The reality is that Western Digital has no idea when the drive arrives, and hence when I (as the consumer) expect the warrantee period to start. Thus, they pad the period by a few months to account for how long they expect the device to be in the sales channel, the period between manufacture and when they are likely to arrive at the customer. Computer devices rapidly depreciate so are unlikely to be in the channel more than a few months.

Thus, instead of proving the timeline wrong, the serial number and warrantee expiration shows the timeline right. This is exactly the sort of thing you’d expect if the repair shop recovered the files onto a new external drive.

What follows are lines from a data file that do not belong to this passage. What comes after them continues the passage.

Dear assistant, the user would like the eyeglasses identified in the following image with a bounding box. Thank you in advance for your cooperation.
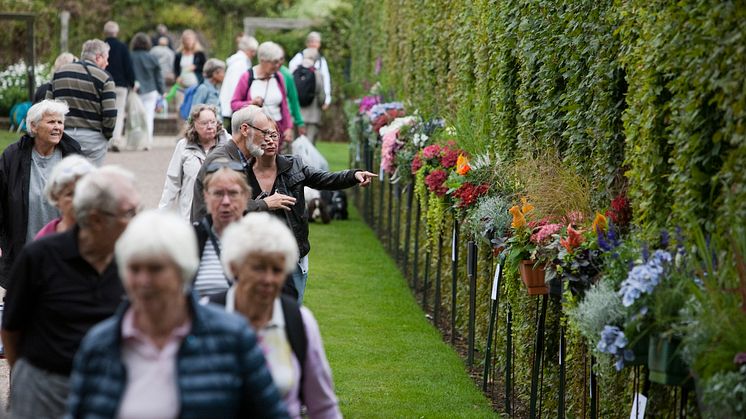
[243,122,279,141]
[205,160,246,174]
[196,120,218,127]
[101,205,139,220]
[208,189,244,200]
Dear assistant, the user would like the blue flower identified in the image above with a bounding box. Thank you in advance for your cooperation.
[597,326,631,370]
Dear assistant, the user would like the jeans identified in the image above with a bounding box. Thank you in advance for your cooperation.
[291,255,309,304]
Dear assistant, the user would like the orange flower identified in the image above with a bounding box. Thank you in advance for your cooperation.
[509,205,527,229]
[560,224,585,254]
[456,154,471,175]
[520,197,534,215]
[592,212,608,234]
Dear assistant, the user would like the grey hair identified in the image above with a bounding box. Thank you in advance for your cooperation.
[44,155,95,206]
[26,99,69,137]
[73,165,136,227]
[221,212,299,279]
[203,58,226,78]
[81,39,110,62]
[115,210,199,291]
[306,31,322,44]
[53,53,76,73]
[257,41,284,62]
[238,36,258,52]
[231,104,271,136]
[103,21,119,37]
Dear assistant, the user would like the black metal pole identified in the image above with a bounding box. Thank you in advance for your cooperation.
[387,181,393,251]
[590,355,598,419]
[377,173,384,237]
[450,217,459,345]
[483,254,504,392]
[529,295,549,419]
[394,184,402,263]
[422,250,431,310]
[467,240,477,367]
[505,305,513,415]
[412,200,421,291]
[403,185,414,277]
[434,233,443,326]
[559,324,566,419]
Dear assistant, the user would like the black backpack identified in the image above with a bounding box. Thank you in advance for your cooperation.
[293,66,316,107]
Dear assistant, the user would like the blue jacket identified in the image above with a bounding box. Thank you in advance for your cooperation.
[66,294,289,419]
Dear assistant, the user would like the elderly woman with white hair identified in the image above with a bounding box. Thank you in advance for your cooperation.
[1,165,139,418]
[34,154,95,239]
[0,99,81,287]
[231,41,294,147]
[66,210,289,419]
[210,212,342,419]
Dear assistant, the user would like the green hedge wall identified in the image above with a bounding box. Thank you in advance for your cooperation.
[350,0,746,238]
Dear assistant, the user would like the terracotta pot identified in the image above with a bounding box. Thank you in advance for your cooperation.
[519,260,548,295]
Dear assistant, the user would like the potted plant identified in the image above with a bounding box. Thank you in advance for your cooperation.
[505,198,548,295]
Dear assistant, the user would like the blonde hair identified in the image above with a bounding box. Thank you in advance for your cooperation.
[178,29,203,53]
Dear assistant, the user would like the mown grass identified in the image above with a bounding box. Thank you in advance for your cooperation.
[0,130,19,152]
[305,142,496,418]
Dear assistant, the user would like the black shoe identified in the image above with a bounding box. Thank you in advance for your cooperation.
[109,145,120,152]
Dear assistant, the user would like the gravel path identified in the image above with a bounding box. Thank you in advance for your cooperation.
[0,135,180,416]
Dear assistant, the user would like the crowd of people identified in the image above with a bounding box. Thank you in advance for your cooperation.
[0,21,376,419]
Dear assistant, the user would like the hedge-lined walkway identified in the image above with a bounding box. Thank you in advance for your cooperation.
[304,142,496,417]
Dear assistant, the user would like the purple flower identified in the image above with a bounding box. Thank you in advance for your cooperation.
[618,249,672,307]
[734,352,746,366]
[597,326,630,371]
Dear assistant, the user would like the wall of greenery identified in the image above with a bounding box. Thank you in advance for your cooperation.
[349,0,745,416]
[349,0,745,240]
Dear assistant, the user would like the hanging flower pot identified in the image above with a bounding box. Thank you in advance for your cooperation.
[519,260,548,295]
[648,334,691,387]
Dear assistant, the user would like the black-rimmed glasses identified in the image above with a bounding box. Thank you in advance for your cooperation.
[243,122,279,141]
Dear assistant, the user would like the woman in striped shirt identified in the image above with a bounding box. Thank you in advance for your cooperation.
[192,160,250,297]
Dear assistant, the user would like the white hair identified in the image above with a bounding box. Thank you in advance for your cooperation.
[221,212,299,279]
[203,58,225,78]
[81,39,110,62]
[231,104,272,137]
[73,165,136,227]
[44,155,95,206]
[238,36,258,52]
[257,41,284,62]
[103,21,119,37]
[115,210,199,290]
[26,99,69,137]
[306,31,321,44]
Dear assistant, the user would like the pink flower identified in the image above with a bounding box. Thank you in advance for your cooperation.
[530,223,562,245]
[440,148,459,168]
[411,154,423,174]
[424,169,448,196]
[422,144,442,160]
[380,130,401,174]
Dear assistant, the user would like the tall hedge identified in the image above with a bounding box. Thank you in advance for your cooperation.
[350,0,745,242]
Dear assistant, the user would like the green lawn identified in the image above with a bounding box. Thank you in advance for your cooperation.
[305,142,496,418]
[0,130,19,152]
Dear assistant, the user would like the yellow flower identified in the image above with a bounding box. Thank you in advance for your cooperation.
[509,205,527,229]
[520,197,534,215]
[592,212,608,234]
[456,154,471,175]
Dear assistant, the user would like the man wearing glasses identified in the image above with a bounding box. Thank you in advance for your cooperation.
[1,166,140,418]
[192,105,375,302]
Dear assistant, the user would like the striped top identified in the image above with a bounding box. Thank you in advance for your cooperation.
[46,60,117,139]
[194,238,232,297]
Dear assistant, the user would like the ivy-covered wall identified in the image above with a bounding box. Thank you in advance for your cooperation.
[350,0,746,239]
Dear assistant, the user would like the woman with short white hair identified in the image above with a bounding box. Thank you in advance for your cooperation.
[231,41,294,148]
[66,210,289,418]
[0,99,82,287]
[211,212,343,419]
[34,154,95,239]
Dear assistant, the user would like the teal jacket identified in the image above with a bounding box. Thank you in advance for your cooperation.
[65,293,289,419]
[280,66,304,127]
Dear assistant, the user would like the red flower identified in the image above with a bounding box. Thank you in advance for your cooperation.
[560,225,585,254]
[605,193,631,228]
[424,169,448,196]
[411,154,423,174]
[452,182,490,208]
[440,148,459,169]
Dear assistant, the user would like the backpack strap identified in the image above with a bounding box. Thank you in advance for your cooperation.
[280,294,307,403]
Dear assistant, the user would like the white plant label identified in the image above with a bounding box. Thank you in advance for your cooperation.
[451,227,456,262]
[629,393,647,419]
[491,264,501,301]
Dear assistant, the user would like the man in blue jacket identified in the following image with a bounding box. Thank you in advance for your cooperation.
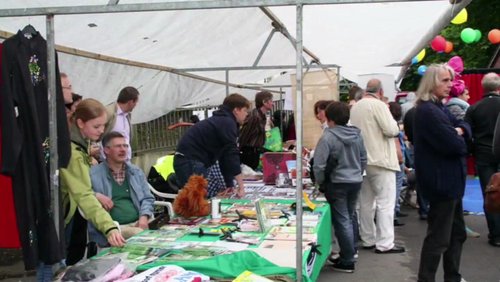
[414,64,471,282]
[174,93,250,198]
[89,131,155,247]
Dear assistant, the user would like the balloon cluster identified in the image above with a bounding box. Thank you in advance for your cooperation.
[461,28,482,44]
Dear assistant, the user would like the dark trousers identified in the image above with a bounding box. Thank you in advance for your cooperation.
[240,146,261,170]
[417,199,466,282]
[173,155,208,188]
[65,211,88,266]
[476,161,500,240]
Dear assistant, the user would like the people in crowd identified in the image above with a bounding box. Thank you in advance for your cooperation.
[173,93,250,198]
[388,102,407,226]
[313,100,334,130]
[446,85,470,120]
[445,80,480,238]
[239,91,274,170]
[350,79,404,254]
[403,106,429,219]
[313,101,367,273]
[401,92,416,120]
[60,99,126,265]
[347,85,364,108]
[414,64,470,282]
[103,86,140,161]
[60,72,73,105]
[89,131,155,247]
[69,93,83,114]
[465,72,500,247]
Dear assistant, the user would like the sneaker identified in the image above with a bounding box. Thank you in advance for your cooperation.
[465,226,480,238]
[353,250,359,259]
[327,254,340,264]
[332,261,355,273]
[375,245,406,254]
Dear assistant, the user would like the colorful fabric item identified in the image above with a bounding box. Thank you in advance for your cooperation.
[263,127,283,152]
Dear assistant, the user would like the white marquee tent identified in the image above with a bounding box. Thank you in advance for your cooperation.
[0,0,470,124]
[0,1,472,279]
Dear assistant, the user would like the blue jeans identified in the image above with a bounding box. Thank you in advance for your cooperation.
[173,155,208,188]
[395,164,404,215]
[476,161,500,240]
[324,182,362,264]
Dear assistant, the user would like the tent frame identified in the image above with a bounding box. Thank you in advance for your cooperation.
[0,0,469,280]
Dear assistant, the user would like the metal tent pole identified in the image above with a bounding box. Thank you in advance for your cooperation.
[295,3,304,281]
[46,14,60,241]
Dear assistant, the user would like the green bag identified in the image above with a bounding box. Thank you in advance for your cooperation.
[263,127,283,152]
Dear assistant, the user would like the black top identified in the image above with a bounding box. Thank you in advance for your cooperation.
[176,105,241,186]
[465,93,500,161]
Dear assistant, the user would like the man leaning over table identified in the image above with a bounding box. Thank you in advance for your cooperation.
[89,131,154,247]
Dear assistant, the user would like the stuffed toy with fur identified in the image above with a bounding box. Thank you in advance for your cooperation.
[173,175,210,218]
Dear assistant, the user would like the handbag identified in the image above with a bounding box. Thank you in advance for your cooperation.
[485,172,500,213]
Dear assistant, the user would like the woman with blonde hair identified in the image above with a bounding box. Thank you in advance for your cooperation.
[62,98,125,265]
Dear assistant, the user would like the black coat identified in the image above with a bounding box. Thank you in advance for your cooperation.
[465,93,500,162]
[1,31,70,269]
[414,100,470,202]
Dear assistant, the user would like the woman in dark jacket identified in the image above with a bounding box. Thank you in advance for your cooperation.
[413,64,471,282]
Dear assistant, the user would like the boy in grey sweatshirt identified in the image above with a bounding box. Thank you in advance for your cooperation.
[313,101,367,273]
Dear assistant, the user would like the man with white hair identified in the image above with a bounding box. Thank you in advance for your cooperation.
[465,72,500,248]
[350,79,405,254]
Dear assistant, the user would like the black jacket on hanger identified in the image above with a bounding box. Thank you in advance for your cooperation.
[0,30,70,269]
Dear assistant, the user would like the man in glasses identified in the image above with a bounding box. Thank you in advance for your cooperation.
[89,131,154,248]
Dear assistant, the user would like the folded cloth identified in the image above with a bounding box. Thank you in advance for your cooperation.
[62,257,121,281]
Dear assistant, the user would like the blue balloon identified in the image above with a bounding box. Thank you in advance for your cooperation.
[417,65,427,76]
[411,57,418,65]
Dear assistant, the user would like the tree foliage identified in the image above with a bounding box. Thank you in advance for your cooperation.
[400,0,500,91]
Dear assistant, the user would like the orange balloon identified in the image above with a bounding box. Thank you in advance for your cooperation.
[445,41,454,53]
[488,29,500,44]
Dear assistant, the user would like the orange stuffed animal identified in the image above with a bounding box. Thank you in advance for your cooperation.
[173,175,210,218]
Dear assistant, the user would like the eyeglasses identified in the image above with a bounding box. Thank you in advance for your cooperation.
[107,144,129,149]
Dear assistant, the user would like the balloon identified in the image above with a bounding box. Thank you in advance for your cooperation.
[416,49,426,62]
[411,57,418,65]
[474,29,482,42]
[431,35,447,52]
[417,65,427,76]
[444,41,454,53]
[451,8,467,25]
[461,28,476,44]
[488,29,500,44]
[448,56,464,73]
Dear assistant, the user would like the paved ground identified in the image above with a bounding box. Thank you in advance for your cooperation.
[318,206,500,282]
[2,206,499,281]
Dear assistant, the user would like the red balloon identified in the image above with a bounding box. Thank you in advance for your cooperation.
[488,29,500,44]
[431,35,447,52]
[445,41,454,53]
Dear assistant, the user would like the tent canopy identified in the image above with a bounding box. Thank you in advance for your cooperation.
[0,0,466,123]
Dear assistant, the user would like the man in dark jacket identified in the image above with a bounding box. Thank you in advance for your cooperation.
[465,72,500,247]
[414,64,471,282]
[174,93,250,198]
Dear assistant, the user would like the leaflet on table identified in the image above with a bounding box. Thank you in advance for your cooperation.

Another issue in the thread is about the “recovery” of files, which the author claims is improbable. In Apple’s latest MacBooks, if the motherboard is damaged, then it’s impractical to recover the data from the drive. These days, in the year 2020, the SSD drive inside notebooks are soldered right on the motherboard, and besides, encrypted with a TPM chip on the motherboard.

But here we are talking about a 2017 MacBook Pro which apparently had a removeable SSD. Other notebooks by Apple have had special connectors for reading SSDs from dead motherboards. Thus, recovery of files for notebooks of that era is not as impossible as a it sounds.

Moreover, maybe the repair shop fixed the notebook. “Water damage” varies in extent. It may have been possible to repair the damage and boot the device, at least in some sort of recovery mode.


Grabbing serial numbers and looking them is exactly what hackers should be doing in stories like this. Challenging the narrative is great — especially with regards to the NYPost story, which is clearly bad journalism.

On the other hand, it goes both ways. We should be even more concerned about challenging those things that agree with us. This is a great example — it appears we’ve found conclusive evidence that the NYPost story was a hoax. We need to carefully challenge that, too.